Кира расхохоталась почти радостно. Чуть присела, выставив вперед левую руку, принялась мягко переступать, поворачиваясь, чтобы не пропустить атаку. Баргесты завыли снова. Теперь в их голосах звучало предвкушение — остатки ее силы влекли их, словно желанное лакомство. Неожиданно вдалеке раздался иной вой. Живой. Исполненный дикой мощи. То с севера, стремительно приближаясь размашистыми прыжками, стелились над землею серые спины, которым не было счета.
«Стая? Весной?!»
Безмозглые твари будто растерялись, и тут вдруг задрожала земля. Кира до того уже некоторое время ощущала мерный гул, что отдавался где-то в животе, но не придавала значения. Резко обернулась, чтобы ошеломленно замереть. С юга во весь опор скакали сартоги — несметная орда, какую ей еще не доводилось видеть.
Защитница улыбнулась. Смерти осталось ждать недолго. Прохрипела:
— Ну? Кто первый?
Получилось не столь внушительно, как хотелось — сорванное горло, отвыкшее от речи за последние часы, дало о себе знать. Нож да кулаки — вот все оружие, что у нее было. Киррана не смогла даже создать простенький щит. Жалкие остатки силы, едва теплящейся в выжженных до пепла потоках, помимо воли и желания уходили на регенерацию.
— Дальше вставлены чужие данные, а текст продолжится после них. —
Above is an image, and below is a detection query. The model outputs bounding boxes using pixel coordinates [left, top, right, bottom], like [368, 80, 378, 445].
Она отдала бы и их, если только могла.
Нападавшего выдал невыносимый гнилостный запах из мертвой пасти. Увернувшись от клацнувших у самого уха челюстей, инстинктивно задержала дыхание. Баргест, промахнувшись, неловко приземлился, подвернув лапу. Кира, не жалея, отвесила ему пинка. Второго прямо в полете сбил волк — первый из добравшихся. Принялся остервенело рвать на части.
Лошадиный топот, раздался совсем рядом. Обернувшись, Кира прикрыла глаза от яркого света рукой, углядев, как привстал в седле кочевник, занося короткое копье.
Ослепительно загорелся на шее громовик тин Хорвейга, отразив солнечный луч.
«Вот и все…»
Кира опустила руку и зажмурилась — все равно посмотреть сартогу в глаза не вышло бы. Одновременно гордо выпрямилась, подставляя грудь острому навершию. Болезненная радость затопила ее существо: «Смерть, достойная воина. Все лучше, чем быть разорванной тварями». Боли Кира не боялась она ничто, по сравнению с той, тупой и тянущей, что поселилась в сердце.